Ника кивнула. Она совсем не выглядела испуганной, и, похоже, всю ситуацию воспринимала как забавное приключение, а это не есть good.
— Постой. — Я ухватил Нику за руку.
— Осторожней, поняла? Это не шутки.
Я разжал пальцы только тогда, когда она на миг прижалась ко мне мягкими губами.
Дьявол! Я смотрел, как она идёт, в голове всплыли строки:
Я вспомню тех, кто красивей тебя,
Умнее тебя, лучше тебя,
Но, кто из них шёл по битым стёклам
Также грациозно как ты?[1]
Дурацкие строки, не вовремя пришедшие на ум.
Не было у меня никого красивей, умней и лучше, чем эта девушка.
Но, чёрт возьми! В одном поэт был прав. Как же грациозно она идёт, как грациозно!

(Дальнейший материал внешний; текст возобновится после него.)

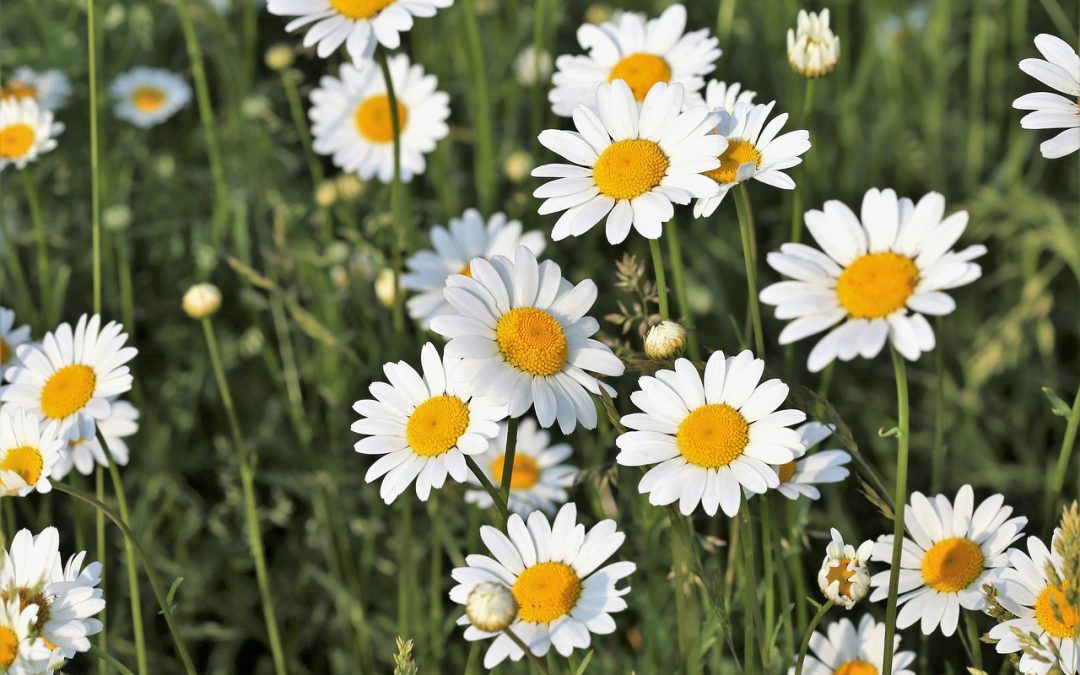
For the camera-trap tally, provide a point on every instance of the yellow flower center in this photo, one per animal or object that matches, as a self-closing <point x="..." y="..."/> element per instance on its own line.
<point x="1054" y="613"/>
<point x="436" y="424"/>
<point x="373" y="119"/>
<point x="360" y="9"/>
<point x="737" y="153"/>
<point x="640" y="71"/>
<point x="877" y="284"/>
<point x="67" y="391"/>
<point x="531" y="340"/>
<point x="952" y="565"/>
<point x="526" y="471"/>
<point x="545" y="592"/>
<point x="629" y="169"/>
<point x="713" y="435"/>
<point x="16" y="140"/>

Я смотрел на удаляющуюся Нику и снова хотел её. И вместе с тем боялся. За неё. Зря я всё рассказал, надо было сразу везти её к Петровичу, и плевать на все возражения и протесты. Жизнь важней. Её жизнь.

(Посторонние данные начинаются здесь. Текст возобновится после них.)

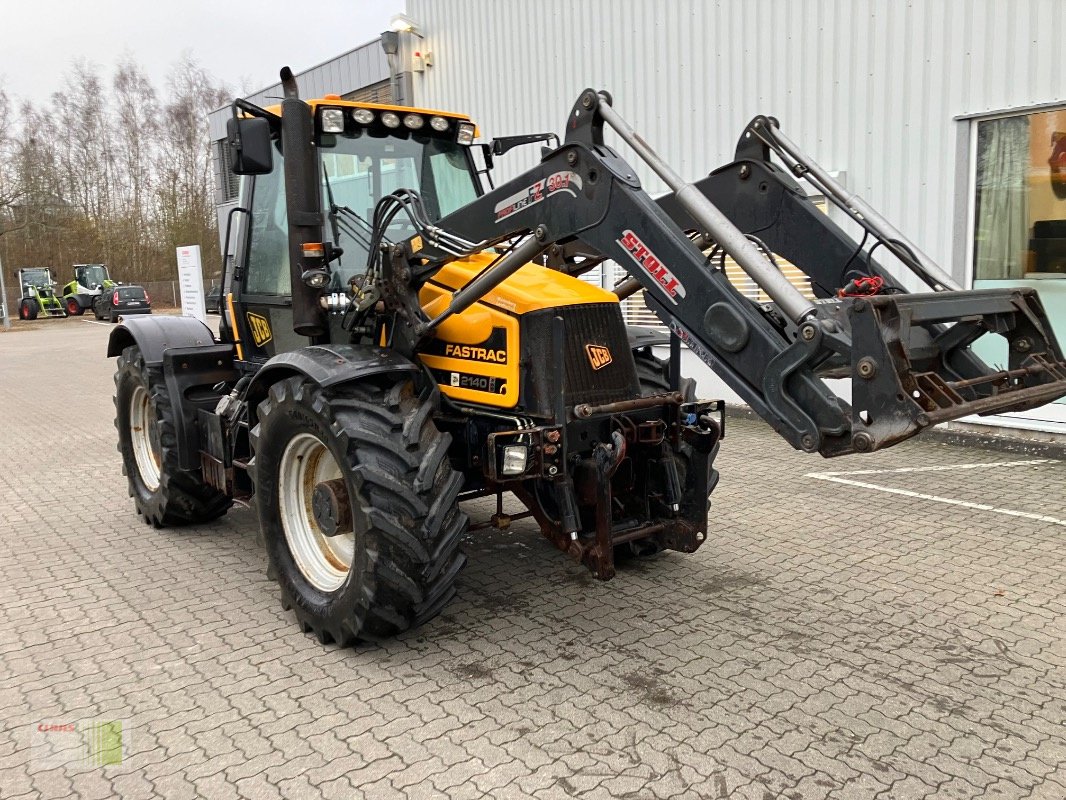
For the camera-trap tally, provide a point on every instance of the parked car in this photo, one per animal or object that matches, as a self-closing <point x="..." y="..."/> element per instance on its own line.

Дойдя до двери, Ника чуть помедлила, словно хотела оглянуться на меня, но, так и не обернувшись, вошла внутрь.
Я сплюнул заполнившую рот слюну и неторопливо отправился следом.

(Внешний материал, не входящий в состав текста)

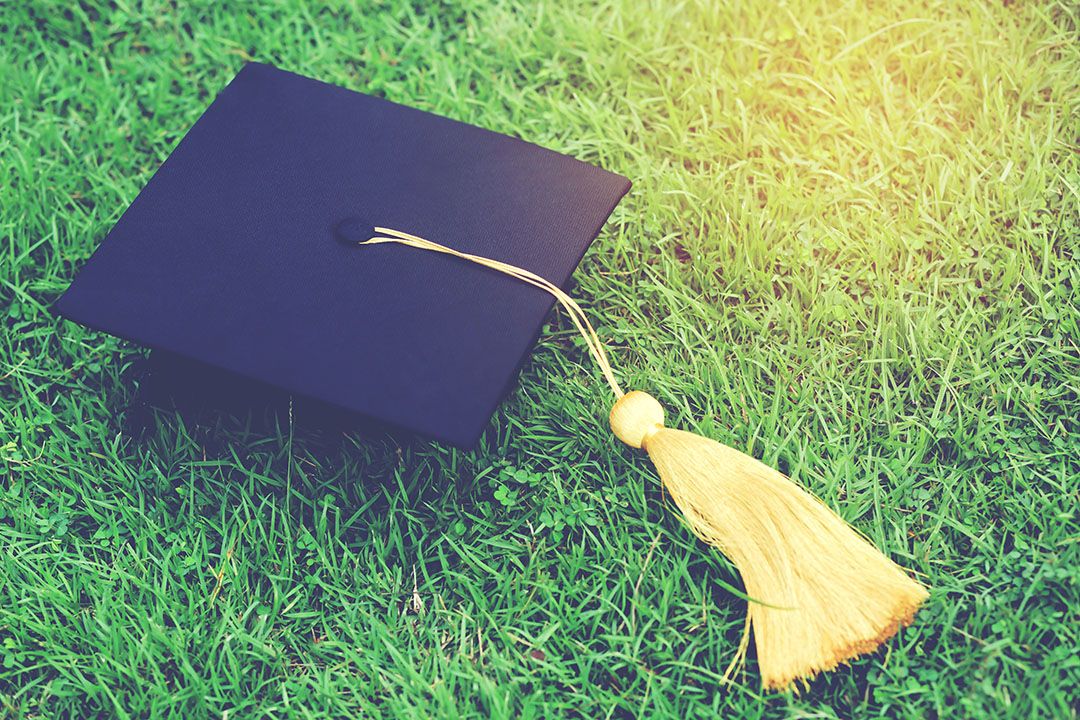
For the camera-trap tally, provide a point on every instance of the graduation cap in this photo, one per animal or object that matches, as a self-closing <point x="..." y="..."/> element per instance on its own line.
<point x="401" y="265"/>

Кафе было как кафе. Правда, расписано снежинками различных форм и развешанными на стенах зимними пейзажами. Барная стойка, с десяток столиков и несколько кабинок. Чистенько и даже уютно. Негромко играет музыка. Вслушавшись, я с удивлением узнал Let You Go Джонни Стронга. Нечасто такую музыку услышишь в кафе. Надо будет запомнить, и потом прийти сюда с Никой, когда байда эта закончится.
Кафе было заполнено наполовину. В основном молодняком. Студентами. Этих, я от любых прочих отличу, сам таким был. Да и расположено кафе в квартале от университета.
Я осмотрелся. В общем зале Несчастного не было, по крайней мере, никого подходящего под описание я не заметил. Ника сидела перед стойкой на высоком стуле, поглаживая маленькую кофейную чашечку пальцем, и косила в мою сторону глазом, ожидая моих действий.
Я прошёлся по кафе, заглядывая в кабинке, две были пустыми, две заняты кампаниями, ещё в одной, лицом к входу, над планшетом склонилась девушка в строгих очках и короткой юбке.
Я подошёл к барной стойке.
Девушка за стойкой – тёмные волосы до плеч, серые глаза, узкие скулы, мило мне улыбнулась. Лицо так себе, а вот улыбка красивая – широкая и искренняя, а зубы ровные и белые.
— Кофе и коньяку в него грамулю капни. — Ответил я, изучив листок с ассортиментом и ценами, лежавший на стойке. Цены и вправду были демократичными. Официантов, как я заметил, не было, что снижало цену.
— На твой вкус, красивая.
Я скосил взгляд на Нику. Та и бровью не повела. Не поддалась, значит, на провокацию. Девушка ещё раз улыбнулась мне и отошла к кофемашине. Дождавшись заказа, я сел за ближайший столик. На ходу поймал взгляд Ники и подмигнул.
— Девушка, — позвала Ника, официантку, или барменшу, – чёрт её знает, кто она тут, — вас, как зовут.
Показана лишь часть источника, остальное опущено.